Q: I had engineered wood floors installed almost 2 years ago. The floor continues to make cracking noises when we walk on it. What is causing the cracking sounds and is it due to faulty installation?
Also, the installer used silicone caulking to glue the bottom of the baseboards to the wood floors, is that normal?
A: It sounds like the surface the floor was installed on may not be totally flat, so when you walk on the floor it moves up and down causing a rubbing between boards or panels. I doubt he was attempting to glue the base to the floor.
Again if the sub floor was not flat, there would be spaces under parts of the base. He may have used caulking to fill that in. Also, if he felt a draft coming under the base, that would be another reason for the caulking.
Related, not the subfloor Q: Since the day they were installed about six months ago, our hardwood floors ‘crackle’ when we walk on them. (It is definitely the boards themselves, and not the subfloor squeaking.) It occurs all over: in the living room, hallway, etc.

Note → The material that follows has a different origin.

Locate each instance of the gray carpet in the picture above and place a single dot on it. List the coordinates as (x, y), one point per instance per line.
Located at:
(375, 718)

This is a second floor installation. The first floor is fully finished and heated. Living room humidity ranges from about 35 to 55%. Our contractor says floor is not perfectly level, but he’s seen worse (and never had this degree of crackling.) Suggestions?
A: I would let the floor go through a couple of seasonal cycles. I installed one floor that had such a tight fit on the tongue and groove, it was difficult to work with. For a number of months it wold make cracking sounds all on it’s own. No doubt, this was from slight movement as the floor reacted to humidity conditions in the home. It adjusted in time.
Related Q: I had my pine floors sanded and polished and now as the weather heats up I hear this sharp cracking noise, sometimes when I walk on it, sometimes not. Is this anything I should worry about?
A: You have a bit of movement with some of the planks and perhaps some of the finish having seeped between the boards is likely cracking from the movement. The only possible issue I could see is if the finish has bridged over a gap between two planks. If there is movement with the boards, up and down, it could cause this bridged finish to crack and possibly even chip along the board edge. This is more likely to happen with water based coatings which don’t stretch as much as oil based coatings will.